To sum up our analysis of the legislative novelties with regard to the regulation of selling subsurface use rights and Objects, we should repeat the above-mentioned idea that the 2010 Law significantly supplemented and changed the previously existed mechanism for authorizing transactions in the area of subsurface use by the state.
 
It is recommended that when planning transactions subsurface users (their parent companies) should:
 
-                    thoroughly analyze the structure of shareholding in order to clearly determine entities whose shares (participatory interest) can be subject to regulation by the 2010 Law.  Such analysis would allow controlling the risk of illegality of transactions.
 
-                    prepare all necessary documents in advance to be able to perform all the required actions on time because any issued consent now has an effective term during which a transaction should be effected.
-                    take into account that there are now certain conditions for issuing consent which legislative wording presents some risks that could be reduced by a thorough examination of the structure of a transaction and assessment of its consequences.
 
-                    take into account that there are cases when certain transactions do not require any consent.
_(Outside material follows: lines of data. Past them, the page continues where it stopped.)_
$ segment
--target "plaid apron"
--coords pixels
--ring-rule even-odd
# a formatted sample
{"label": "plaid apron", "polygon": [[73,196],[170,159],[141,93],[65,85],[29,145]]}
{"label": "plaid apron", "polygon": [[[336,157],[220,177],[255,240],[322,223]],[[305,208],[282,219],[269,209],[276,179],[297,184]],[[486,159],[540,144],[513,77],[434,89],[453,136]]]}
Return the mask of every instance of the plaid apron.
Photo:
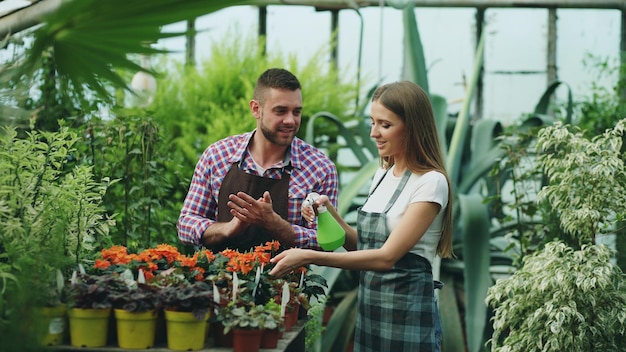
{"label": "plaid apron", "polygon": [[[390,233],[386,213],[410,174],[405,172],[383,213],[359,209],[359,250],[380,248],[385,243]],[[361,271],[354,351],[435,351],[434,289],[430,263],[412,253],[389,271]]]}

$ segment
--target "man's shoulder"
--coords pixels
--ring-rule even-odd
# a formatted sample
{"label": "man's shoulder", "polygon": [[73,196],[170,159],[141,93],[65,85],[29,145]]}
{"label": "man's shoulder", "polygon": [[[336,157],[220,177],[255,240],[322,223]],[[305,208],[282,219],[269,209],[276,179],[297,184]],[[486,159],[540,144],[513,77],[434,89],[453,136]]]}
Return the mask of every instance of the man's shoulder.
{"label": "man's shoulder", "polygon": [[246,132],[246,133],[241,133],[241,134],[235,134],[235,135],[231,135],[231,136],[227,136],[224,137],[220,140],[217,140],[213,143],[211,143],[207,149],[222,149],[224,147],[229,147],[229,148],[236,148],[237,146],[239,146],[241,143],[247,141],[250,139],[250,132]]}
{"label": "man's shoulder", "polygon": [[294,146],[297,149],[297,157],[303,162],[330,163],[334,165],[332,160],[320,149],[302,139],[295,138]]}

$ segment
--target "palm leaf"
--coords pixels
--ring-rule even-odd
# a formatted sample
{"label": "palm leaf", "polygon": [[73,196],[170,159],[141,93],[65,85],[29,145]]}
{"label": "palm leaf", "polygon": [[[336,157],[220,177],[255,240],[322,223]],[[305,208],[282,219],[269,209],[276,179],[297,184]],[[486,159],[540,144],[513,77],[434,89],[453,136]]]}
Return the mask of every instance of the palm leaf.
{"label": "palm leaf", "polygon": [[228,6],[254,3],[253,0],[67,1],[45,16],[44,25],[34,31],[35,41],[27,53],[23,72],[33,72],[43,52],[53,47],[61,76],[76,89],[86,86],[110,101],[112,95],[107,84],[128,88],[117,69],[146,70],[128,54],[159,52],[149,43],[183,34],[164,33],[163,26]]}

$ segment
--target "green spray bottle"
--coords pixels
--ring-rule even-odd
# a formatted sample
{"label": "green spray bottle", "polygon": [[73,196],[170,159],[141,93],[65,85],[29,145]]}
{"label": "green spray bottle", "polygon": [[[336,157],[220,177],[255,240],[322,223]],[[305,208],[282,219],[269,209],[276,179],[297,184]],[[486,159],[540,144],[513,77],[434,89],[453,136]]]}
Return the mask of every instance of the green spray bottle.
{"label": "green spray bottle", "polygon": [[[309,194],[305,199],[305,204],[313,206],[315,200],[320,197],[317,193]],[[317,243],[325,251],[334,251],[343,246],[346,240],[346,232],[341,225],[328,212],[326,206],[317,207]]]}

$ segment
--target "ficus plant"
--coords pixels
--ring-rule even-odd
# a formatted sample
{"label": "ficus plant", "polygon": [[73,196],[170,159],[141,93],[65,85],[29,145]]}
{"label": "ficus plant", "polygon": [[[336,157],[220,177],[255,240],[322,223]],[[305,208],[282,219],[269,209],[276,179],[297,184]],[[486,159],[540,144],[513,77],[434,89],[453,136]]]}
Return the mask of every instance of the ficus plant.
{"label": "ficus plant", "polygon": [[553,241],[489,289],[492,351],[626,351],[626,281],[604,245]]}
{"label": "ficus plant", "polygon": [[556,223],[489,288],[492,351],[626,351],[626,277],[598,242],[618,233],[624,217],[625,127],[626,119],[591,139],[560,122],[539,130],[531,167],[545,184],[537,209]]}

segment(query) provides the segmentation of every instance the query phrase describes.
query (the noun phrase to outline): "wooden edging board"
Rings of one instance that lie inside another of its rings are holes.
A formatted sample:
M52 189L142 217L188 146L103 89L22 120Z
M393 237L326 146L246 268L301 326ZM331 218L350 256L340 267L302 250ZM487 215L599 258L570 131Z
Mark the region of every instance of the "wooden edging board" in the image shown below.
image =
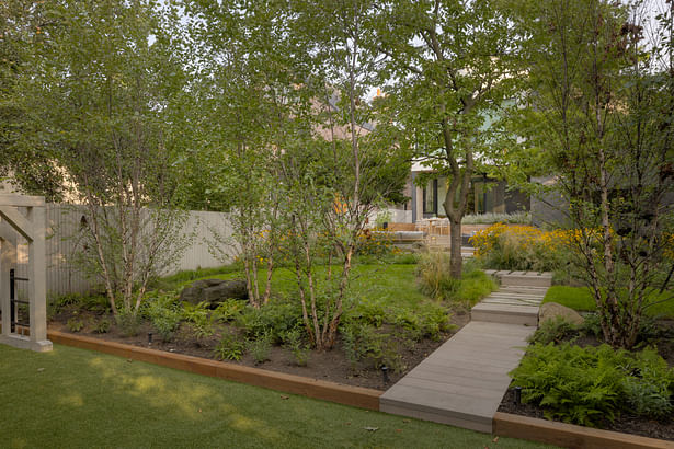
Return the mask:
M185 356L182 354L167 353L164 350L124 345L57 331L49 331L47 337L54 343L66 346L96 350L127 359L147 361L197 375L232 380L361 408L378 411L379 396L384 393L382 391L367 388L343 385L341 383L328 382L324 380L267 371L264 369Z
M673 449L674 441L601 430L573 424L496 412L493 433L500 437L528 439L564 448Z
[1] IPO stands for ‘initial public offering.'  The RoK Law "On Securities Market" contains a Kazakhstani analog - a primary securities market (offering of authorized equity securities by the issuer (underwriter or issuing consortium) except for any subsequent placement by the issuer of the treasury equity securities that were bought out on the secondary securities market).
[2] This commission is formed by the competent body as an advisory body for various purposes, including for the review of issues relating to issuing consents by the state for transactions with Objects.  More detailed information about this body is discussed further on in this article.  

[3] We remind the reader that in this Article a new Law "On Subsoil and Subsoil Use" dated June 24, 2010, is called the 2010 Law whereas the previous RoK Law "On Subsoil and Subsoil Use" dated January 27, 1996, is called the 1996 Law.

[4] By calling these bodies "new old" we emphasize that the 1996 Law did not mention them; however, the Interdepartmental Commission was established by Resolution No. 789 of the RoK Government dated July 29, 2005 while EC used to exist on the basis of internal orders already at the RoK Ministry of Energy and Mineral Resources.

[5] We also remind the reader that in this article a new Law "On Subsoil and Subsoil Use" dated 24 June 2010, is referred to as the 2010 Law whereas the previous RoK Law "On Subsoil and Subsoil Use" dated 27 January 1996, is referred to as the 1996 Law.

[6] We believe that this is one of the cases (together with those analyzed above, for example with regard to section 9 of Article 37 of the 2010 Law) when it would be quite useful and timely, including, first of all, for the state itself, to modify the provisions of the 2010 Law.

[7] For example, a similar issue is partially regulated by the RoK Law "On Competition" as to the revision of the earlier issued consent for economic concentration.

[8] The authors came across prior cases when the competent body initiated withdrawal of the earlier issued consents for the transfer of participatory interest in a legal entity controlling the subsoil user, though that was not expressly stipulated in the 1996 Law.